Sunday, August 23, 2009

Films that involuntarily drain out your tear ducts...

...that is, films that make you cry. Not out of boredom or hatred, or coincidentally getting something in your eye while watching a film, but those tip-of-the-iceberg moments where it all comes emotionally tumbling down.

For example, I watched Gran Torino earlier today (Clint Eastwood directed and starred in this film--I've cried in 3 out of 3 of his films I've seen...hmm...). Man, when the near to end scene comes (no spoilers, just in case) ...well I couldn't stop the tears. It was a 'nooo' crossed with 'awe-inspired' moment, I was unhappy but at the same time I felt the film couldn't have ended any other way. Clint Eastwood's character in this, Walt Kowalski, is one for the ages. I don't know if this is true, but I may have heard somewhere that he would retire as an actor after this (but please not his directing, he's only begun to reach his peak if you ask me), and boy you couldn't pick a better ending for an actor. Enough generalisations said.

As I mentioned, this isn't the first Eastwood film to get me blubbery. Before Gran Torino, there was Million Dollar Baby and Changeling, both interestingly about persevering women who won't give up no matter the odds. Even if these inspiring films perhaps reek of sentimentality, I'm not cynical enough of their bewitching powers to care. There's nothing like an extraordinary story to lift a person up.

Take for another example, After The Promise, which my friend Jezza made us watch one school holiday afternoon. That was a beginning till end tear-fest practically, mostly because it was so heart-breaking. But then when the indominable human spirit makes its entrance and shows that hope has not died, well that's life-affirming, wouldn't you say? If life isn't tough and rough, then there's nothing to really prove, nothing to demonstrate human strength.

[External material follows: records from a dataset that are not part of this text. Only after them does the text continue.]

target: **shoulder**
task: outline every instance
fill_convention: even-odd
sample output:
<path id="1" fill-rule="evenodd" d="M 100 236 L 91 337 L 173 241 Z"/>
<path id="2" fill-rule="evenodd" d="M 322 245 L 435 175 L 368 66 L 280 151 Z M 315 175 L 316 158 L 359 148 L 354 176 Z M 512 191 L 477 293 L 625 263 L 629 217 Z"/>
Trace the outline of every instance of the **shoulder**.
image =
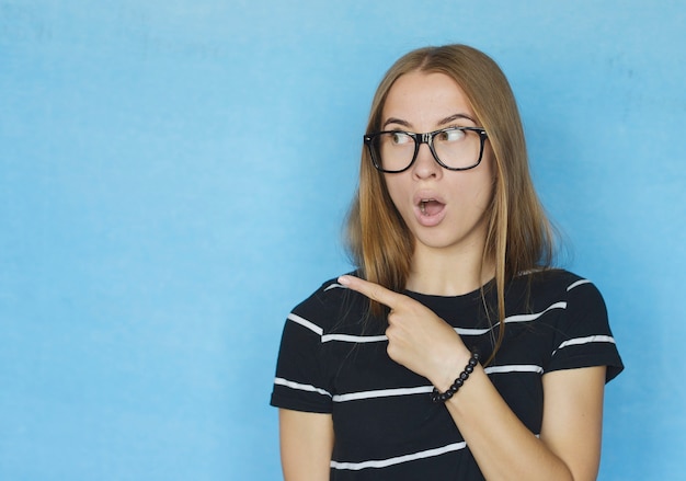
<path id="1" fill-rule="evenodd" d="M 533 297 L 574 298 L 582 296 L 602 298 L 599 290 L 591 279 L 563 268 L 530 271 L 517 276 L 515 283 L 526 285 Z"/>
<path id="2" fill-rule="evenodd" d="M 320 333 L 339 330 L 343 325 L 359 324 L 367 312 L 366 298 L 339 284 L 338 278 L 322 283 L 317 290 L 298 304 L 290 320 L 302 319 Z"/>

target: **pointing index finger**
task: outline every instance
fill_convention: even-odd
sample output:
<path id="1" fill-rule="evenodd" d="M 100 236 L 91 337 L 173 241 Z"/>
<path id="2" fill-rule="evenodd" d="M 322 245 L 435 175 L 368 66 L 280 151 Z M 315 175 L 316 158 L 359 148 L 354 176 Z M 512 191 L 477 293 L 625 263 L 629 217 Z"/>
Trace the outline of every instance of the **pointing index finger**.
<path id="1" fill-rule="evenodd" d="M 391 309 L 393 309 L 401 298 L 400 294 L 393 293 L 384 286 L 351 275 L 339 277 L 339 283 L 348 289 L 356 290 L 357 293 L 367 296 L 369 299 L 376 300 L 377 302 L 388 306 Z"/>

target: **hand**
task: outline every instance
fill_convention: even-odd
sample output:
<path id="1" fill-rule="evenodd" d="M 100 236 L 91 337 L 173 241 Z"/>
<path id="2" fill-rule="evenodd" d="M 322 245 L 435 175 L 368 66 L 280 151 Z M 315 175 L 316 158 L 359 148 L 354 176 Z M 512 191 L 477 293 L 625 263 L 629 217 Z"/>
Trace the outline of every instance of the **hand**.
<path id="1" fill-rule="evenodd" d="M 421 302 L 378 284 L 348 275 L 339 283 L 390 308 L 386 336 L 391 359 L 442 391 L 450 386 L 470 353 L 447 322 Z"/>

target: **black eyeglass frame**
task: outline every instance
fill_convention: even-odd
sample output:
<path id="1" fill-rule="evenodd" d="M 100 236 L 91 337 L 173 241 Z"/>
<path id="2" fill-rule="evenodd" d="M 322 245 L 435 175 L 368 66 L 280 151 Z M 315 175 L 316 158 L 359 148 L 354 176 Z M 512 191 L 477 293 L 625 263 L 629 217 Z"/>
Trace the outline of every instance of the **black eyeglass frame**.
<path id="1" fill-rule="evenodd" d="M 470 130 L 470 131 L 476 131 L 477 134 L 479 134 L 479 140 L 481 142 L 480 148 L 479 148 L 479 160 L 477 160 L 477 163 L 475 163 L 473 165 L 448 167 L 445 163 L 443 163 L 441 159 L 438 158 L 438 154 L 436 153 L 436 150 L 434 149 L 434 136 L 446 133 L 446 131 L 454 131 L 454 130 Z M 412 161 L 405 168 L 400 169 L 400 170 L 387 170 L 381 167 L 381 159 L 377 159 L 377 154 L 375 153 L 373 142 L 375 138 L 379 137 L 382 134 L 404 134 L 414 139 L 414 153 L 412 156 Z M 489 138 L 489 135 L 485 133 L 485 129 L 483 127 L 446 127 L 446 128 L 441 128 L 434 131 L 427 131 L 425 134 L 415 134 L 413 131 L 407 131 L 407 130 L 382 130 L 382 131 L 377 131 L 374 134 L 365 135 L 363 138 L 364 138 L 365 146 L 367 146 L 367 150 L 369 151 L 371 163 L 374 164 L 376 170 L 378 170 L 379 172 L 387 173 L 387 174 L 398 174 L 400 172 L 404 172 L 408 169 L 410 169 L 412 164 L 416 161 L 416 156 L 420 152 L 420 147 L 422 146 L 422 144 L 426 144 L 428 146 L 428 150 L 431 150 L 431 153 L 434 157 L 434 160 L 438 162 L 438 165 L 441 165 L 442 168 L 446 170 L 462 171 L 462 170 L 473 169 L 481 163 L 481 159 L 483 158 L 483 145 L 485 144 L 485 139 Z"/>

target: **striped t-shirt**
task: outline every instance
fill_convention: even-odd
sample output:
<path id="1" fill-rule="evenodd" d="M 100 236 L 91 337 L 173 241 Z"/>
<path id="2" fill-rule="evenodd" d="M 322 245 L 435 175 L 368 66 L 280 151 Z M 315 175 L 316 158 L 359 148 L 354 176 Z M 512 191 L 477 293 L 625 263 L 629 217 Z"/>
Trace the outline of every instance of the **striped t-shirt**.
<path id="1" fill-rule="evenodd" d="M 405 293 L 453 325 L 481 359 L 492 353 L 499 327 L 493 283 L 456 296 Z M 367 299 L 324 283 L 286 321 L 272 405 L 331 413 L 335 442 L 332 480 L 482 480 L 433 387 L 388 357 L 386 321 L 365 320 Z M 505 339 L 485 373 L 514 413 L 540 433 L 546 373 L 607 366 L 607 380 L 622 369 L 596 287 L 567 271 L 516 277 L 505 294 Z M 491 312 L 491 318 L 493 318 Z M 457 375 L 457 374 L 456 374 Z M 488 416 L 488 413 L 483 413 Z"/>

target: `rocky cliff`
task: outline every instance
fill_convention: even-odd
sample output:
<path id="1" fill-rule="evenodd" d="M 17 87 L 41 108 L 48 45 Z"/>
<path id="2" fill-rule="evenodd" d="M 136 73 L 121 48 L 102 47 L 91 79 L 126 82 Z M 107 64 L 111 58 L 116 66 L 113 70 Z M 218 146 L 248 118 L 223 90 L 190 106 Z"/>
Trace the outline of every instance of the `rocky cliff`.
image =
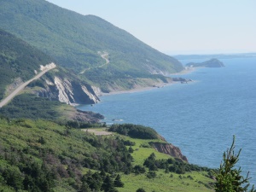
<path id="1" fill-rule="evenodd" d="M 204 62 L 189 62 L 186 65 L 189 67 L 222 67 L 224 63 L 218 59 L 211 59 Z"/>
<path id="2" fill-rule="evenodd" d="M 157 151 L 170 154 L 172 157 L 181 159 L 186 162 L 188 162 L 188 159 L 184 156 L 179 148 L 171 144 L 171 143 L 149 143 L 149 144 Z"/>
<path id="3" fill-rule="evenodd" d="M 39 96 L 67 104 L 94 104 L 100 102 L 95 92 L 96 89 L 89 84 L 59 76 L 44 77 L 42 80 L 44 87 L 35 90 Z"/>

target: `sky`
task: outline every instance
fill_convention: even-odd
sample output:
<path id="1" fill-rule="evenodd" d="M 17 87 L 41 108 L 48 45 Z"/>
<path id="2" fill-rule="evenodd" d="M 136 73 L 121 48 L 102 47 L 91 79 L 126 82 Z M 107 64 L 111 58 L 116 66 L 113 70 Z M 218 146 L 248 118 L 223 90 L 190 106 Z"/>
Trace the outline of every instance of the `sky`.
<path id="1" fill-rule="evenodd" d="M 47 0 L 169 55 L 256 53 L 256 0 Z"/>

Other all-time favourite crying sessions:

-- Camille (1936), before there was Moulin Rouge! there was this tale of a courtesan who falls for a younger, naive-ish man who can't promise her money, but he can promise her love. Unfortunately, there's more than the hurdle of her 'financial income' ( 'the other man') to prevent the two from being together...with all the tug and pull that this couple goes through, the ending feels cruel and oh so encouraging for the tears.

-- Titanic (1997),call it an over-blown, over-budgeted, over-rated film, but it's undeniable that when that iceberg hits, your breath catches in your throat. And when it becomes clearer and clearer that Jack isn't going to make it, well by then you're a goner.

-- Big Fish (2003), this had the added problem of some friends choosing to visit me while I was watching this; and it just so happened that the waterworks had begun by this stage. Needless to say, this film (or what I remember of it--I own it but I haven't watched it since) was heartfelt and it circulates somewhat around death and lack of belief when it's needed the most (i'm being quite vague), issues that tend to be teary.

-- Mr. Smith Goes to Washington (1939), whether it's true or not, I'll remember this film as the first classic that I ever cried to.

-- Cheaper By the Dozen 2 (2005), this is an unusual choice for me, but I'm placing it here because amidst all the tears I've shed for sad and tragic moments, I've shed tears for joyous moments too. And for this film it happened when Tom and Kate Baker have their baby.

Award for least-expected film that I'd cry to: Click (2006). I say 'least-expected' because 1) it's an Adam Sandler film and 2) it's a crude-humour filled film, which means I should have been more likely to get grossed out or uncomfortably laugh, than to be moved. But alas, when the film takes its dramatic turn and you realise you actually care for Adam Sandler's character enough to cry over his predicament, well that's surprising (even more from a retrospective point of view).

And the award for most inspiring, fist-pumping in the air film...Rocky (1976). Hidden in the shadows of "Adrian!" parodies and the fact that this beat Taxi Driver (and I say this without having seen Taxi Driver) to the Oscar finish line, is a really good under-dog type film. "Gonna fly now"? Heck yeah!